I won’t go so far as to assert definitively that Jes Grew has “found its Text” in the form of hip-hop (especially as contemporary hip-hop generally seems uninterested in lyricism), and it would be naΓ―ve to deny that in many ways the culture has been compromised in its transition to multibillion-dollar international industry. (This has indeed long been a source of discussion and self-analysis within the genre itself.) But the familiar methods of repression have not worked in the familiar ways.
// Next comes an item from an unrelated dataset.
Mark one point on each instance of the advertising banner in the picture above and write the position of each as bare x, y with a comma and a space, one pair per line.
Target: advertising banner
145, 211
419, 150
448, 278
The culture that “just grew” out of abandoned, dilapidated playgrounds in the South Bronx has flourished to a truly astonishing degree, and—moreso than jazz, blues, and R&B—the text is an absolutely vital aspect of its appeal. Rap revels in its willingness and ability to say whatever the hell it wants in a proud and defiant manner, without innuendo or other forms of veiling, and yet it remains vitally poetic and figurative and persistently innovative in its uses of language. It has turned “slang” into an aesthetic playing field, with possibilities for multilayered signification, storytelling, personal expression, social commentary, and yes, the passing on of history—its own, and that of the nation. More than any other form I know of, rap is often self-referential, “about” hip-hop itself—where it’s going, where it’s been, what is and is not “real.” It pays homage to its luminaries (Biggie, Tupac, Left-Eye, Jam Master Jay) and educates its listeners on its own history through allusion and cross-reference. It delights in offending the sensibilities and moral standards of the cultural gatekeepers, and it is unapologetic in its typical defiance of criticism.

In short, I propose, even though he’s not literally writing about hip-hop, Reed’s novel suggests that hip-hop is of world historical importance, and not only—or not even—because it is lucrative. (Although, given its origins in poverty and its potential to elevate its artists and executives to rarefied heights of wealth and cultural influence, there is also world-changing potential in its profitability, too.) It is of world-historical importance because it has taken hold. It was repressed in all the usual ways early on—denounced, ignored, mocked, derided as “noise” or “not music” or “not original” or “incoherent mumbo jumbo.” But its spread—fueled by the beat, which Reed traces all the way back to ancient Africa—could not be contained, despite the best efforts of the Atonists over at Fox News.